Definition in file utfiterator.h.

Typedef Documentation

Some defined behaviors for handling ill-formed Unicode strings.

This is a template parameter for UTFIterator and related classes.

When a validating UTFIterator encounters an ill-formed code unit sequence, then CodeUnits.codePoint() is a value according to this parameter.

Draft:
This API may be changed in the future versions and was introduced in ICU 78
See Also
CodeUnits
UTFIterator
UTFStringCodePoints

Enumeration Type Documentation

Some defined behaviors for handling ill-formed Unicode strings.

This is a template parameter for UTFIterator and related classes.

When a validating UTFIterator encounters an ill-formed code unit sequence, then CodeUnits.codePoint() is a value according to this parameter.

Draft:
This API may be changed in the future versions and was introduced in ICU 78
See Also
CodeUnits
UTFIterator
UTFStringCodePoints
Enumerator
UTF_BEHAVIOR_NEGATIVE 

Returns a negative value (-1=U_SENTINEL) instead of a code point.

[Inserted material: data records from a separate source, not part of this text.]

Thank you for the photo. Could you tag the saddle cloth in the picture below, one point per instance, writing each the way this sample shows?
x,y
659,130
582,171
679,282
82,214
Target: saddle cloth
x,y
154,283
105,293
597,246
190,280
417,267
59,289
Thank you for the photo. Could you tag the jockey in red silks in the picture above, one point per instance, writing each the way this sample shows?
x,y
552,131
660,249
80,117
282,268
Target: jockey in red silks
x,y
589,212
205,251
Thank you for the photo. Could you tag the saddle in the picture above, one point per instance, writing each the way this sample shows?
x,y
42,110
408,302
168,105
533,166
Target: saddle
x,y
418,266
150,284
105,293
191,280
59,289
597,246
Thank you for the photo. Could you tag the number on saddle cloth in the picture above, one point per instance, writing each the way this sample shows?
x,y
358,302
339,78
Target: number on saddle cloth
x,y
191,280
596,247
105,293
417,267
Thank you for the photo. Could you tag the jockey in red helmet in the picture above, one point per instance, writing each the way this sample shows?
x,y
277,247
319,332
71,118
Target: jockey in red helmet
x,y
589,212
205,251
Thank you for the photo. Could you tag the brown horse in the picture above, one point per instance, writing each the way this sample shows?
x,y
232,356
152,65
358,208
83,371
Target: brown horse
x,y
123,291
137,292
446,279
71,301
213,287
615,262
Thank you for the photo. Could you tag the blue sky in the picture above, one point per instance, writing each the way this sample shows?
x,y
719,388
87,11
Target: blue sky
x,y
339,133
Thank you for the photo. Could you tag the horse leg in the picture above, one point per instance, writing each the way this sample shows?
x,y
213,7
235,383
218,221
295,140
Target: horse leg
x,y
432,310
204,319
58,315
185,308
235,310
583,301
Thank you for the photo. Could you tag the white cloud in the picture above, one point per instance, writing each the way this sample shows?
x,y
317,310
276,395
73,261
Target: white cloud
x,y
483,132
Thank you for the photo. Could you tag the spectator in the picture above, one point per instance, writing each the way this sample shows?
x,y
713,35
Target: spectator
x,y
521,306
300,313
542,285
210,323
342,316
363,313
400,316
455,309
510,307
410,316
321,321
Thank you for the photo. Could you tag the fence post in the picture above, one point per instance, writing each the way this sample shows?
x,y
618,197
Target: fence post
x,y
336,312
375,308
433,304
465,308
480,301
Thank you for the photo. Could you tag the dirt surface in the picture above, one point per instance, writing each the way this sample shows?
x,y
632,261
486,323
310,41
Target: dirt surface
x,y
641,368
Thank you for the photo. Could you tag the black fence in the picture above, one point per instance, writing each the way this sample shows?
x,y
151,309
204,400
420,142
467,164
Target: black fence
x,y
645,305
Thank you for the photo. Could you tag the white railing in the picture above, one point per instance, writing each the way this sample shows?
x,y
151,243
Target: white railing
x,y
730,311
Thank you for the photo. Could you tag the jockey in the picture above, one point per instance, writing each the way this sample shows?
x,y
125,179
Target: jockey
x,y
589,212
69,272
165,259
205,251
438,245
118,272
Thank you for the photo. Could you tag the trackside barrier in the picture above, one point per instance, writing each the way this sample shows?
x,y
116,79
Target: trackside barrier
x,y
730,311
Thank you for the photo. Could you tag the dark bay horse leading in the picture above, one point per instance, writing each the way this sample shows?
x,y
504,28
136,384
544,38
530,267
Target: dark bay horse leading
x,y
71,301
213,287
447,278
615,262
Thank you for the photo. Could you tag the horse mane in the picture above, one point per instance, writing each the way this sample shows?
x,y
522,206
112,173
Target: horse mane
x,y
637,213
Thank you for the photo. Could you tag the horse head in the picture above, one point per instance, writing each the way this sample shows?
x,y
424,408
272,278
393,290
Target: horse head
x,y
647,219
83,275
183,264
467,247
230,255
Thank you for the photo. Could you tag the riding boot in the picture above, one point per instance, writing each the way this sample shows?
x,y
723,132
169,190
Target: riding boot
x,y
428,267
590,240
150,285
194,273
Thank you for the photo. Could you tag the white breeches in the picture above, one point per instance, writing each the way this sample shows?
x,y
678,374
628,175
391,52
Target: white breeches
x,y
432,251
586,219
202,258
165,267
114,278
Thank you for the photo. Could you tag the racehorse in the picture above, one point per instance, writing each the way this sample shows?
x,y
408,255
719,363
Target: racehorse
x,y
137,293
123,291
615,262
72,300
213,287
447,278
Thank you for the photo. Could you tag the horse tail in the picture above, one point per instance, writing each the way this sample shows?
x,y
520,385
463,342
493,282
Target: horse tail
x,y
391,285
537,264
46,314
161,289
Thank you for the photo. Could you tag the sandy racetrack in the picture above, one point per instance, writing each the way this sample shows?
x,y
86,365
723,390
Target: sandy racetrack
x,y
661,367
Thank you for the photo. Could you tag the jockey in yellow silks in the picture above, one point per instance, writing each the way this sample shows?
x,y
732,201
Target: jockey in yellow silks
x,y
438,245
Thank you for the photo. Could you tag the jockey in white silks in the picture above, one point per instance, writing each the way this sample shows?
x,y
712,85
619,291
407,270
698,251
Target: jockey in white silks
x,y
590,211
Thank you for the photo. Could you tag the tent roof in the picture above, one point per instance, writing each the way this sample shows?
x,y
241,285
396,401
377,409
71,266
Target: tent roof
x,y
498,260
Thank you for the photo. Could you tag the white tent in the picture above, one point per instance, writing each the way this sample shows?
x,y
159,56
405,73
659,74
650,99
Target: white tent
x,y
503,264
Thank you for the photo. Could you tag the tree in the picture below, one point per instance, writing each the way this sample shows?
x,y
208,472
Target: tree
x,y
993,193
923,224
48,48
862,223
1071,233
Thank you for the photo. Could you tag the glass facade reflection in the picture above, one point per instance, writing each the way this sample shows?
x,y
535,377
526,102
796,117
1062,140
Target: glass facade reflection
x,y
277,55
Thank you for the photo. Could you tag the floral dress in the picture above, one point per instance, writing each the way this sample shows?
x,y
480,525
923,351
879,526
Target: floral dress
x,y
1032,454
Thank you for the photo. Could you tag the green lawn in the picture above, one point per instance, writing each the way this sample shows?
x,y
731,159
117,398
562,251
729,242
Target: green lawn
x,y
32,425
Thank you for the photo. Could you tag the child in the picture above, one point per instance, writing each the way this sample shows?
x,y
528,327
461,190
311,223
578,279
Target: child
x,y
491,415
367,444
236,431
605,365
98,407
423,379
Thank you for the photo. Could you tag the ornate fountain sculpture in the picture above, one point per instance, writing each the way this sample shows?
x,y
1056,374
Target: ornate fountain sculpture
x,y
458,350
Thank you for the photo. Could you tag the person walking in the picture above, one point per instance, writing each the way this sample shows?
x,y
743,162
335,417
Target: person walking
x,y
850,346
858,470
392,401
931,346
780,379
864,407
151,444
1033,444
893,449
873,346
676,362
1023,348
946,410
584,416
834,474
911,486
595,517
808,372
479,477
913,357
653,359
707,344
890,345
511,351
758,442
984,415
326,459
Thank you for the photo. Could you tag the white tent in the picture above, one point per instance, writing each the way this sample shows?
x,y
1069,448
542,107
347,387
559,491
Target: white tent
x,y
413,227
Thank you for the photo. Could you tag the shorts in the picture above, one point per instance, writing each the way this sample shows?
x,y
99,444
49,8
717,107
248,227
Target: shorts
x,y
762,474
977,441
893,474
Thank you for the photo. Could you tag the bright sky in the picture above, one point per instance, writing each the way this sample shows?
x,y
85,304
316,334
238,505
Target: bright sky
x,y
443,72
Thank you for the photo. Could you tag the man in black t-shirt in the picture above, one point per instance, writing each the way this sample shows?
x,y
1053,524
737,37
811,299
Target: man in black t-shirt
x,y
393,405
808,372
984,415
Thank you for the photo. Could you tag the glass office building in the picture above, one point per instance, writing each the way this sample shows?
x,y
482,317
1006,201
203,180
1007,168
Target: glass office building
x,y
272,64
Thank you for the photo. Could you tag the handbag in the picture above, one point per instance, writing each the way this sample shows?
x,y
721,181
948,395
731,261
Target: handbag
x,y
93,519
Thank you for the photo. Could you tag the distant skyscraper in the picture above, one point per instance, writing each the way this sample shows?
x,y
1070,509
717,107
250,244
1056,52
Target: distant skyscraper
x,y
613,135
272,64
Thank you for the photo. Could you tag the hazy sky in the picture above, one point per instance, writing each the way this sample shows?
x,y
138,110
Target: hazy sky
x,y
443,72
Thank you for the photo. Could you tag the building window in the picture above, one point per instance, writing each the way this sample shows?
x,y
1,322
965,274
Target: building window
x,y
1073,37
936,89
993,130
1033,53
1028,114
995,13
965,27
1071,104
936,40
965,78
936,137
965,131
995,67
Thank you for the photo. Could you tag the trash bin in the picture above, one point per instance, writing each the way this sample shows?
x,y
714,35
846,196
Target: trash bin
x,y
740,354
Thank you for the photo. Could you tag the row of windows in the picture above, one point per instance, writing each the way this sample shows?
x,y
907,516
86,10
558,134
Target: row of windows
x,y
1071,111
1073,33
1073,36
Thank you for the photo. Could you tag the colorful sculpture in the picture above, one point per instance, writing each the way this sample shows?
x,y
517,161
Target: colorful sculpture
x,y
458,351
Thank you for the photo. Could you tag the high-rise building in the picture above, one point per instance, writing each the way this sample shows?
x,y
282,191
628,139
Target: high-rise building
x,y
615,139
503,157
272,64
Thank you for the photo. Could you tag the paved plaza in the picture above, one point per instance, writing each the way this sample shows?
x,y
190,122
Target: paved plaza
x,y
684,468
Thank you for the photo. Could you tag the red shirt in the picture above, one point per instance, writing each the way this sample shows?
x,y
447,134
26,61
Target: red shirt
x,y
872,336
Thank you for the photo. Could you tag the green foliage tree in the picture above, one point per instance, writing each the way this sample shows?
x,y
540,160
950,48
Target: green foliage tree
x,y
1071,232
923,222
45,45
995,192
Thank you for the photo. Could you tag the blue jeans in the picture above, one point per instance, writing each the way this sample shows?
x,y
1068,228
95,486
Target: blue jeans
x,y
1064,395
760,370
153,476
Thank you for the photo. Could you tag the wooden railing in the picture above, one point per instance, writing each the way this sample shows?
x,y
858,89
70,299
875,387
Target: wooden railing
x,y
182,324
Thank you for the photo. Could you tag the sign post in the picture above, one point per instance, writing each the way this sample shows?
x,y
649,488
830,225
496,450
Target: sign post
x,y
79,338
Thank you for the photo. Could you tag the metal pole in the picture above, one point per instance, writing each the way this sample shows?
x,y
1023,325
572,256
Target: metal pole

If the CP32 template parameter for the relevant classes is an unsigned type, then the negative value becomes 0xffffffff=UINT32_MAX.

Draft:
This API may be changed in the future versions and was introduced in ICU 78
UTF_BEHAVIOR_FFFD 

Returns U+FFFD Replacement Character.

Draft:
This API may be changed in the future versions and was introduced in ICU 78
UTF_BEHAVIOR_SURROGATE 

UTF-8: Not allowed; UTF-16: returns the unpaired surrogate; UTF-32: returns the surrogate code point, or U+FFFD if out of range.

Draft:
This API may be changed in the future versions and was introduced in ICU 78

Definition at line 149 of file utfiterator.h.